“The only thing more accurate than enemy fire is friendly fire” – Murphy’s Laws
At the buddy team level, fire control measures are as simple as “don’t flag your buddy” and ” always keep your fire at least one meter ahead of your buddy’s muzzle.” It really is that simple.
When you are a squad leader, and have two fire teams, you can control your squads fire and maneuver by visually setting left and right limits. You can do this with tracers or smoke grenades, or even keeping your teams within visual range of each other and following the “don’t shoot your buddy” big boy rules.
When you get to a Platoon size operation, that is no longer desireable. You have to pre-plan left and right limits for fires, what the “lift and shift” signals will be to clear an area of fires so a maneuver element can move in and occupy/clear, and cease fire signals.
The best fire control measures are ones that exist both on the map and on the ground. A grid line on the map is fine for a checkpoint or phase line for a fully digitized tank company, but completely useless to a light infantry element. Pick things like streams, roads, and hilltops, which are easily planned on a map, and easily seen on the ground. Things that are linear, like roads and streams, make good phase lines. Things that are easily identifiable points, like road intersections, bridges over streams, and prominent hilltops, make good target reference points.
When you start naming phase lines, be smart and use a logical sequence such as “Atlanta, Baltimore, Chicago, Denver, Edmonton, Flagstaff, Galvaston, Hampton, Indianapolis, Jacksonville” which is an alphabetical list of cities. You can use women’s names “Abby, Beth, Charlene, Debby, Edith, Florence, Gertrude, Helga, Ilsa,” or you can use geographic relationships “Washington, Idaho, Montana, Dakota, Minnesota, Wisconsin, Illinois, Michigan, Pennsylvania” if you were going from West to East. Doesn’t matter how you use it, as long as it make sense to you and your unit. Target referrence points really just need to be an alpha numeric number.
In an urban environment you have lots of roads and buildings. You need to label them (if they aren’t already labeled). Some units like to label the “back of a building is black, green is the left side, red is the right side, and white is the front side” based on the position of attack. Other units use “North/South/East/West” that align with the compass directions. It doesn’t matter what technique you use as long as everyone understands it. On a multi story building there are different labeling techniquese, you can go “read right then up” like a map and use letters for windows and numbers for floors, or vice versa. “Johny, put a grenade through A3” would mean first window on the third floor if you “read right and up.” Doesn’t matter what you use, as long as it is consistent.

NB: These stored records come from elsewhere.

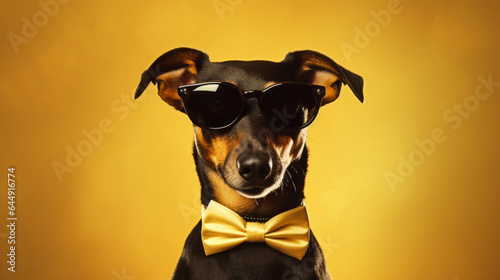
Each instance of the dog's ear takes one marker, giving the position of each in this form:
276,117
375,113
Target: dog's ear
315,68
171,70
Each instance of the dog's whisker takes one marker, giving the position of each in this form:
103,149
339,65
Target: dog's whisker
291,180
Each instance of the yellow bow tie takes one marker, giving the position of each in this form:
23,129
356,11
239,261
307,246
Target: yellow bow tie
223,229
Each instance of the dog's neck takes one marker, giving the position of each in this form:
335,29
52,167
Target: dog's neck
288,196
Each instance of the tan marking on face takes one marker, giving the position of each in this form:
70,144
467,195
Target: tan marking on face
215,151
228,197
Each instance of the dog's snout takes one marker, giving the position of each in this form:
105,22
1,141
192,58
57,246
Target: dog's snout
254,167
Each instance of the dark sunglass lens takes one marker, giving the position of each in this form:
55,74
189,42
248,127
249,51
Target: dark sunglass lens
214,105
289,106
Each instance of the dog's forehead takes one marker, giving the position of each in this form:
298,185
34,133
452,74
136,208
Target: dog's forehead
248,75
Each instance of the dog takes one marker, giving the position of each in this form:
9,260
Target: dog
249,120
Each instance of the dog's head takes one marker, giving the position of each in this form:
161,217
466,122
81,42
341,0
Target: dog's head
250,157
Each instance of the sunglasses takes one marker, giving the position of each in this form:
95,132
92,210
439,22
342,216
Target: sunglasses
219,105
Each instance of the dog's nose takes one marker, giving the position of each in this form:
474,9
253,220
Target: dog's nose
254,167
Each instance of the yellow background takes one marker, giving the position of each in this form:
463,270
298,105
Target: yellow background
127,208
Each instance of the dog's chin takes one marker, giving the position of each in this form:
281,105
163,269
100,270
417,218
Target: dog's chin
255,193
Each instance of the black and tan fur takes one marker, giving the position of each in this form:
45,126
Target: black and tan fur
215,154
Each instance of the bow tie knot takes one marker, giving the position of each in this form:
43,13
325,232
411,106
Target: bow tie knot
223,229
256,232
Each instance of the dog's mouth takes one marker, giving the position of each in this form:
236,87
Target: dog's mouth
255,192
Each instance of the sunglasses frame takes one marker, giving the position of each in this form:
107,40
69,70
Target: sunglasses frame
185,91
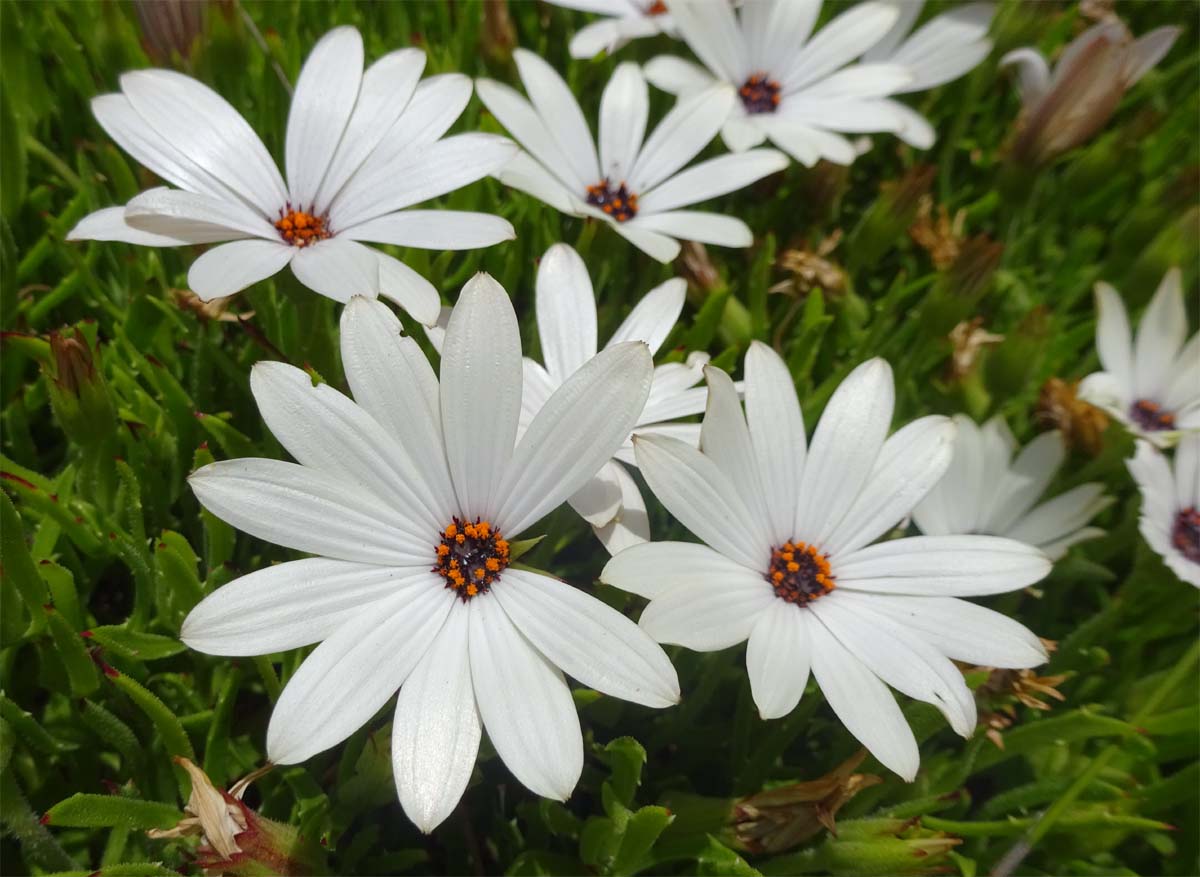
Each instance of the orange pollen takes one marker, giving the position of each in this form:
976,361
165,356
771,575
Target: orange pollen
300,228
799,572
471,557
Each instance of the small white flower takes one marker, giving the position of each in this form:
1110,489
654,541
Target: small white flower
623,20
939,52
789,563
635,186
1150,383
988,491
799,92
1170,504
409,497
360,148
567,326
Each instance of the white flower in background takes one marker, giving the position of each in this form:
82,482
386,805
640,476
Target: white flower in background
360,148
409,497
567,326
787,562
1170,504
941,50
988,491
799,92
1065,108
623,20
635,182
1151,383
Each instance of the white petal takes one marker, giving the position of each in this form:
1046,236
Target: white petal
690,126
337,269
233,266
435,738
480,395
844,450
864,704
701,497
558,108
525,704
910,463
181,109
435,229
352,674
307,510
942,566
904,661
624,108
713,178
567,312
288,605
324,98
579,428
588,640
778,659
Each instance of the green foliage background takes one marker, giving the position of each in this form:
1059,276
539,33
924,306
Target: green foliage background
105,550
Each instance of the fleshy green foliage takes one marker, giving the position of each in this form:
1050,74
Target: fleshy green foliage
105,550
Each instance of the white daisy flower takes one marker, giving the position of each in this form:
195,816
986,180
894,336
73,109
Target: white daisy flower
799,92
1170,504
1151,383
622,20
409,497
989,491
360,148
567,326
787,562
941,50
635,186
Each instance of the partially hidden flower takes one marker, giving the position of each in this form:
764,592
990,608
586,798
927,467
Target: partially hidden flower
360,148
567,328
1065,108
409,498
942,49
636,184
799,90
1170,504
993,488
1150,379
621,22
787,563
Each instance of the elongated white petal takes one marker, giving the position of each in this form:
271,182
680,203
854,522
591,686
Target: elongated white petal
353,673
567,312
289,605
324,98
701,497
779,658
181,109
863,703
233,266
844,450
942,566
435,738
579,428
307,510
588,640
480,395
525,704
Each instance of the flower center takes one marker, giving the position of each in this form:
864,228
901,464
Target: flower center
471,557
798,572
760,94
300,228
1186,534
1150,415
618,203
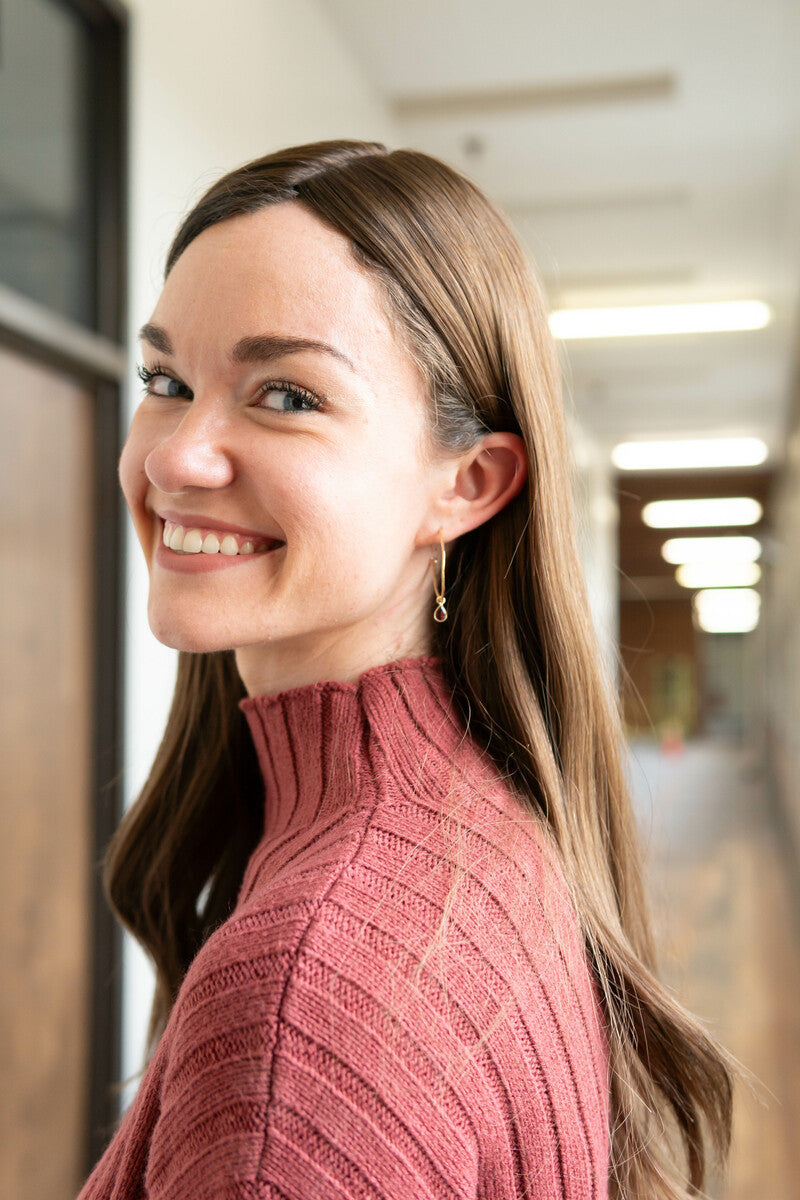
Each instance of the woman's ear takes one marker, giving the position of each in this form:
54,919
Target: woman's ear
486,478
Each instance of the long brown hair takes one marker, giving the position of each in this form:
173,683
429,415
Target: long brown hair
519,647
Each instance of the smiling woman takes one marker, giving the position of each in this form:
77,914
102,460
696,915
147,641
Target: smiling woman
385,862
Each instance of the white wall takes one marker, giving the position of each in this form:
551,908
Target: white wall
597,517
211,87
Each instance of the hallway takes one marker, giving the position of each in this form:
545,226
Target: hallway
726,918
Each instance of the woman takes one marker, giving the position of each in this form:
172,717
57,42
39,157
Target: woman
385,862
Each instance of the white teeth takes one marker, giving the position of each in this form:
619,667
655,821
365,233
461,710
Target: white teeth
191,541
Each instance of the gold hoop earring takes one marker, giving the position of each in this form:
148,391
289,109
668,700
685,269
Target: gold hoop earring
440,612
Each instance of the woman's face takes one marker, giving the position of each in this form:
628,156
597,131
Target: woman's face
223,441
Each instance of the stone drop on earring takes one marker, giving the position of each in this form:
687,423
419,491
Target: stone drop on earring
440,612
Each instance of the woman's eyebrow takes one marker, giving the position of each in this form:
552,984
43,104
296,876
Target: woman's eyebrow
262,348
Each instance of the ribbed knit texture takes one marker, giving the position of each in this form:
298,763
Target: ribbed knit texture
313,1051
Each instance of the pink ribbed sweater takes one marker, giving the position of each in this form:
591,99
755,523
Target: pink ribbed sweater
314,1051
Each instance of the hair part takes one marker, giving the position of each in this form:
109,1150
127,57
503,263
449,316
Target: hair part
519,647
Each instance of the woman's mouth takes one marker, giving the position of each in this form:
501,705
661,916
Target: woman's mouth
196,540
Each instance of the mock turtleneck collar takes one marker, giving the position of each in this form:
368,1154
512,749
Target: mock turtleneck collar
320,744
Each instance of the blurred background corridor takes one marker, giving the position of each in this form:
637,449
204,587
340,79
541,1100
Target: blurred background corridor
649,159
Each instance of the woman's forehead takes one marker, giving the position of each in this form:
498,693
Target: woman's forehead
280,270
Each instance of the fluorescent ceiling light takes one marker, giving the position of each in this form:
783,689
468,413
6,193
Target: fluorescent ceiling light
662,318
686,514
711,550
689,454
727,610
717,575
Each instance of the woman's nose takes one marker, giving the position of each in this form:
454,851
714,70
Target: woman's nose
194,454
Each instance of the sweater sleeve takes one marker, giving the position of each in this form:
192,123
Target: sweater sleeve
269,1090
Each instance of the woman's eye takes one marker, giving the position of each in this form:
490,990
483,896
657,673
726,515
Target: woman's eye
158,383
284,399
169,387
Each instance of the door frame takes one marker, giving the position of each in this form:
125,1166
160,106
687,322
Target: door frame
98,359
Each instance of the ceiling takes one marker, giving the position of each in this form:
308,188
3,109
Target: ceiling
648,154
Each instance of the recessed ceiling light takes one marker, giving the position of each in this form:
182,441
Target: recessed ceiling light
717,511
711,550
717,575
663,318
692,453
727,610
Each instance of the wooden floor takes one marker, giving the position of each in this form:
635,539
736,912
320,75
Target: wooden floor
728,925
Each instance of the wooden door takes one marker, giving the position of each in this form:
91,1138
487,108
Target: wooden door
46,744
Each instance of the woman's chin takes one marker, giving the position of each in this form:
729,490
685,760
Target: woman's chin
190,636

You use these fire control measures to set areas for fires, and areas for maneuver. You use the lift and shift fire signals to transition an area from a fire area to a no fire area so a maneuver element can move in. This ain’t rocket surgery, but it is something a lot of young leaders screw up in planning. So now we will talk about lift and shift signals.
The other part of control measures are signals, these tell the support by fire position to stop shooting in one area. A shift fire signal can be pyro (star cluster/flare/smoke grenade), radio call, a signal flag or panel, a chemlight broken in the darkness, a set number of pulses from a flashlight, whatever you can come up with. Once again, it doesn’t matter what you use, as long as everyone is on the same sheet of music, and your signals are redundant. If the radio call fails, go to a signal panel, if that fails, try a star cluster or smoke grenade.
Say you have four squads. An assault squad, a support by fire squad, one squad broken into two security teams to isolate the objective, and one squad in reserve. You have to make the security teams a “no fire area” and let the everyone know not to shoot in their direction, and you need to let the security teams know where the rest of the platoon is to not shoot in those directions. Plot the points on a map, pull out your compass, and give visual referrence points to go along with the azimuths to give everyone their left and right limits as far as the security elements are concerned. Then you have the objective, cut it up into slices for the support by fire position, so that as the assault element advances the SBF can turn off slices ahead of the assault element.
When you start doing this with larger and larger elements, you will find that your fire control measures become more and more linear as the impact zones for weapon systems get more and more croweded on the battlefield. That is ok, there is nothing wrong with having everyone point their weapons in the same direction as long as it is safe.
Now, a big operation will have lots of phase lines, lots of target reference points, lots of rally points, lots of no fire areas. This is why some staff officers call it the “horse blanket” because it ends up looking like a colorful collection of stripes and dots. But if you keep it organized by actual terrain, it will be meaningful to the guys on the ground and it will help them not shoot each other.
Remember another one of Murphy’s laws, “Friendly fire – isn’t.”